隠れ蓑

 サラはシグルドさんに射抜かれて死んだオットリーノという錬金術師の中に潜んでいて、そこから出てきたところをゼクさんが追いかけ、ここまで来た……という話らしい。


 仲間たちはそれぞれバラバラに戦っていて、今ちょうど私のもとへ集まってきたばかりだった。

 トマスさんは結界が消えたのを見て、家族を外に逃がそうと避難先の隠し部屋に向かったから、ここにはいないけれど。



「つまり……この近くか、もしくは――私たちの誰かの中に、サラが隠れてるかもしれない、ってことですか」



 みんなはお互いを見回しながら、小さく頷く。

 私がこの状況に戸惑っていると、スレインさんが切り出してくれた。


「まず、全員これまでのことを報告しよう。私はロゼールとともにディートリントとリベカを倒し、宮殿の北側からここまで戻ってきた」


「私とスレインは一緒だったんだから、違うわよね?」


「ロゼール、君は途中で美術品が綺麗だのなんだのと言って勝手に離れなかったか」


「……置いてっちゃうスレインが悪いんだわ」


 ロゼールさん……。ともかく、2人が離れた隙にサラが気づかれないように取りついた可能性は否定できない。

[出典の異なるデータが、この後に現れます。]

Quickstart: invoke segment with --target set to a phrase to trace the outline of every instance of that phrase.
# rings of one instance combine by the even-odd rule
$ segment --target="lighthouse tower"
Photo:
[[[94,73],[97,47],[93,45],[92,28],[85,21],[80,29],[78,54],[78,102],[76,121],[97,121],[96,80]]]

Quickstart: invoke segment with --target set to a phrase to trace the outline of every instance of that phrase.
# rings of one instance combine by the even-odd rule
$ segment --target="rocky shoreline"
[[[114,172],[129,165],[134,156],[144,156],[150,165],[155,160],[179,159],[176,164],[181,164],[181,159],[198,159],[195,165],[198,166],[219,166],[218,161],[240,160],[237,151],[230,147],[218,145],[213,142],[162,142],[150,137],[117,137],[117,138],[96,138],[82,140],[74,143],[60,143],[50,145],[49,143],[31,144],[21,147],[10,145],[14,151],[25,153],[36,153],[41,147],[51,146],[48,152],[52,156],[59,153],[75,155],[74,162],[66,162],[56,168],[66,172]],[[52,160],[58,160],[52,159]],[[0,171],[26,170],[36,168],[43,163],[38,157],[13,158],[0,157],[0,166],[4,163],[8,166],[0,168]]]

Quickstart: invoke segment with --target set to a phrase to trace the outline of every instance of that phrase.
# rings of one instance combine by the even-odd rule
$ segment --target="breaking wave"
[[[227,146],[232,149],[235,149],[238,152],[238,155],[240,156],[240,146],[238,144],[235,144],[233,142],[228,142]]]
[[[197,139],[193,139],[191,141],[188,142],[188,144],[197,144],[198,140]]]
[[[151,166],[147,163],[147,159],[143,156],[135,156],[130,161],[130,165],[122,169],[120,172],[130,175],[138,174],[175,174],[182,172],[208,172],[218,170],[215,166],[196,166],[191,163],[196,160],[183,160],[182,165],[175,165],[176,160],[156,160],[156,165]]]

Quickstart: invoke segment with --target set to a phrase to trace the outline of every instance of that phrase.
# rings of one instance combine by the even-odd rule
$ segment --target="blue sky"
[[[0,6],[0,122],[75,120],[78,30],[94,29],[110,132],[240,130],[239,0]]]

「次はぼくかな。エステルに報告した通り、西側の塔にいたヴコールを殺したんだ。ヘルミーナには負傷者の手当を任せて途中で別れたけど、ぼくは寄り道しないでここに来たよ」


 マリオさんは普段通りにこにこ笑っているけれど、その両手は返り血でべっとり染まっていた。


「ゼクさんはさっき聞きましたけど、ヤーラ君は……ヤーラ君? 大丈夫?」


 さっきから様子がおかしい彼は、立ってはいるものの辛そうに頭を抱えている。


「……大丈夫、です」


「あの、きつそうだったら座ってていいからね」


「……」


 私の声が届いていないかのように、黙ったまま動かない。そんなヤーラ君の代わりに、ゼクさんが説明してくれた。


「そのチビはなんか知らねぇが、ふらふら外ほっつき歩いて結界ぶち壊して、そのままここに来たんじゃねぇのか。それまでは、あのひょろ長いハイエルフの野郎といたみてぇだぜ」


 確か、ヤーラ君は礼拝堂でロキさんを助けてくれたんだった。そこにシグルドさんも居合わせてくれたんだろう。

 ゼクさんたちは宮殿入り口のある南側にいたはずで、逃げ回っていたサラを追いかけていたゼクさんはともかく、ヤーラ君は普通に真っすぐここへやって来たと思う。


 私がずっといたこの場所は東側。みんなは三方向からバラバラに来ていて、誰もサラを見ていない。

 ということは、やっぱりこの中の誰かが――



「ロゼールさん、マリオさん……怪しい人はいますか……?」


「……どうかしらね」


「サラはまだ鳴りを潜めてるんじゃないかな。様子がおかしかった人は今のところいないよ」


 トマスさんはサラに弱点があると言っていた。それは、「取りついた人から出てこなければ本来の力を使えない」ということ。

 そうでなかったら、サラはずっとカタリナ皇女の身体を乗っ取ったままにしているはずだからだ。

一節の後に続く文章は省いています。